Haïm Korsia, élu dimanche grand rabbin de France,
c’est un choix d’ouverture pour le judaïsme orthodoxe
incarné par le Consistoire,
appelé à dialoguer davantage avec la société,
et à rassurer une communauté juive inquiète.
L’aumônier général des armées et ancien rabbin de Reims, âgé de 50 ans (bien 50), a battu Olivier Kaufmann, directeur de l’école rabbinique, par 131 – contre 97 – des voix de l’assemblée générale du Consistoire, composée de rabbins et surtout de laïcs représentant les communautés locales et régionales.
L’élection du chef religieux de la première communauté juive d’Europe (500.000 membres) intervenait dans un contexte très particulières après la démission de l’ancien Grand Rabbin.
Sans sortant, le scrutin a été disputé comme jamais : six rabbins y ont pris part, un désistement de dernière minute n’ayant pas été acté officiellement par le Consistoire.
« LA CONJUGAISON DE TOUTES LES TENDANCES »
Petit homme affable à la barbe taillée court, Haïm Korsia l’a emporté sans grande surprise, lui qui a acquis une fine connaissance de l’institution consistoriale à travers ses différents postes en province comme à Paris.
Le nouveau grand rabbin de France, élu pour sept ans, devra donner un nouvel élan au Consistoire central, mis en place en 1808 par Napoléon pour représenter les juifs de France, mais qui ne les fédère plus tous, loin de là : certains courants comme les massortis et les libéraux lui reprochent de s’être replié sur une trop stricte observance de la loi juive (la « halakha »).
Haïm Korsia a d’ailleurs fait campagne avec un profil de rabbin orthodoxe plus moderne que la plupart de ses concurrents, notamment sur la place des femmes, et redit après sa victoire sa volonté de « parler à l’ensemble de la société ».
« La pérennité du judaïsme en France passe par l’ouverture et la conjugaison de toutes les tendances, de toutes les énergies », a-t-il souligné dimanche devant la presse, au Palais des congrès à Paris.
« N’AYEZ PAS PEUR ! »
« Quand on voit le nombre de personnes qui partent en Israël, qui font l’+aliyah+ et font diminuer d’autant la communauté… Il faut impérativement qu’on aille chercher les déçus, ceux qui ne trouvent pas leur place dans les
synagogues », a ajouté le nouveau grand rabbin de France.
« La question de l’ouverture est la base même de la vie d’une synagogue. On ne peut pas fermer les portes des synagogues, il faut les ouvrir ».
Haïm Korsia a estimé que son « premier défi » serait de « restaurer la confiance dans l’institution » consistoriale et « dans la France », beaucoup de juifs se posant selon lui « des questions » face à une certaine « indifférence » de leurs concitoyens après des actes antisémites.

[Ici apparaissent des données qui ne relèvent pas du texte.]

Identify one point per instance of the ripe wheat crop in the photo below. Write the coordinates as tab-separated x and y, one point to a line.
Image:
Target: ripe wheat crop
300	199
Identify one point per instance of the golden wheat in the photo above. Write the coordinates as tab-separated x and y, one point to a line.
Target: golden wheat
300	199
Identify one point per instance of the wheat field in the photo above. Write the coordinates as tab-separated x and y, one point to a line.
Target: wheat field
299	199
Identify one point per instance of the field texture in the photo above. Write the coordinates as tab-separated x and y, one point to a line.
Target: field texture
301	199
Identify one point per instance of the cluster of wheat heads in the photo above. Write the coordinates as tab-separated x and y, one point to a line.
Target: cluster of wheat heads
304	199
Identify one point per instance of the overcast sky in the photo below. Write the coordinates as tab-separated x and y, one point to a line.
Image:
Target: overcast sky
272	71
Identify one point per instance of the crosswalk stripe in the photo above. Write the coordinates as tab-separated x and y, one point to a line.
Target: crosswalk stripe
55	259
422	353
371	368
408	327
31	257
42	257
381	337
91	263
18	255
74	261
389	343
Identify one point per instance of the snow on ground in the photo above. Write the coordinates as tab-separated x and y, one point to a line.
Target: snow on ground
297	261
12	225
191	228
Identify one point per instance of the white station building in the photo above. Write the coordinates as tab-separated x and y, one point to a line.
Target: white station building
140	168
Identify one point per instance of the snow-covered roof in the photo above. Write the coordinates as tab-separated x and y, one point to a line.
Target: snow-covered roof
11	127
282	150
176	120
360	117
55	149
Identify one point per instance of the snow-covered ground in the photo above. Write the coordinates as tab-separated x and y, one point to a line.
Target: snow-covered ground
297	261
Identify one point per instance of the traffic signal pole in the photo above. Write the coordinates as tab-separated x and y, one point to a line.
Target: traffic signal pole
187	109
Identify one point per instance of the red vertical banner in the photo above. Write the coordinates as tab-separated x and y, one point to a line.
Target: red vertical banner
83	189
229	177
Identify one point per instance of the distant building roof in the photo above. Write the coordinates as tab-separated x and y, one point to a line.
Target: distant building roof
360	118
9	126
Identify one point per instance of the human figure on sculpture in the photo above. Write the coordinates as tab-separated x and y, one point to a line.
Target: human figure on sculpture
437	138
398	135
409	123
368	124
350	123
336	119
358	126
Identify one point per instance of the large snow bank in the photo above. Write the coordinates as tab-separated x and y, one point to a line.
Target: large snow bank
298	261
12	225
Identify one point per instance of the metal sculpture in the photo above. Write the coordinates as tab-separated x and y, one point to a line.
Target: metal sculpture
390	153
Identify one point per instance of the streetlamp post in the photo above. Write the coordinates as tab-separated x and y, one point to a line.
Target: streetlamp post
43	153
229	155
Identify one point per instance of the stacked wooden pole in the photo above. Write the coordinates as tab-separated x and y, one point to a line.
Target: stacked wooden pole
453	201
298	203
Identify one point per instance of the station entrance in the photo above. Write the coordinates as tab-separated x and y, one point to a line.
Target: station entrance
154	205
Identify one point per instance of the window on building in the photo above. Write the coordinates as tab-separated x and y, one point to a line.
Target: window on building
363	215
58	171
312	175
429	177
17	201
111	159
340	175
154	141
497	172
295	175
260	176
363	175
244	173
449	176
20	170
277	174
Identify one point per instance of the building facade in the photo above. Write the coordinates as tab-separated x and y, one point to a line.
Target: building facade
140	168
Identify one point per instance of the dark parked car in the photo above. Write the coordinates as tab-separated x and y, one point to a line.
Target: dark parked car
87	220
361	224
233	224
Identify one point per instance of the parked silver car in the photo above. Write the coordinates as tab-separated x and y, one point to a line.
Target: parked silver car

« Après Carpentras (le cimetière juif profané en 1990, NDLR), il y a eu un million de personnes dans les rues ; après Toulouse et Bruxelles, il y en a eu beaucoup moins, comme si finalement on nous rejetait la propre responsabilité de ce que nous subissons. C’est quelque chose de terrible. Il faut impérativement retisser des ponts, retravailler sur le dialogue inter religieux, poursuivre les efforts que le Consistoire mène depuis de longues années », a fait valoir Haïm Korsia.
« RETROUVEZ DU BONHEUR »
Le nouveau grand rabbin de France a surtout souhaité « redire à la communauté juive de France » : « N’ayez pas peur, ayez confiance, retrouvez du bonheur à vivre ce que vous êtes, vous en avez besoin, et la France a besoin
que vous soyez heureux ».
Haïm Korsia devra cependant partager le pouvoir à la tête du judaïsme consistorial avec un laïc, Joël Mergui, homme fort de l’institution depuis 2008, qui cumule la présidence du Consistoire central et celle du Consistoire
de Paris, et dont le nouvel élu n’était pas forcément le candidat préféré.
La vie de ce nouvel exécutif à deux têtes a commencé sans répit : à peine l’élection proclamée, les deux hommes sont partis effectuer un premier déplacement en province, pour les 150 ans de la grande synagogue de Lyon, ville de naissance du nouveau grand rabbin.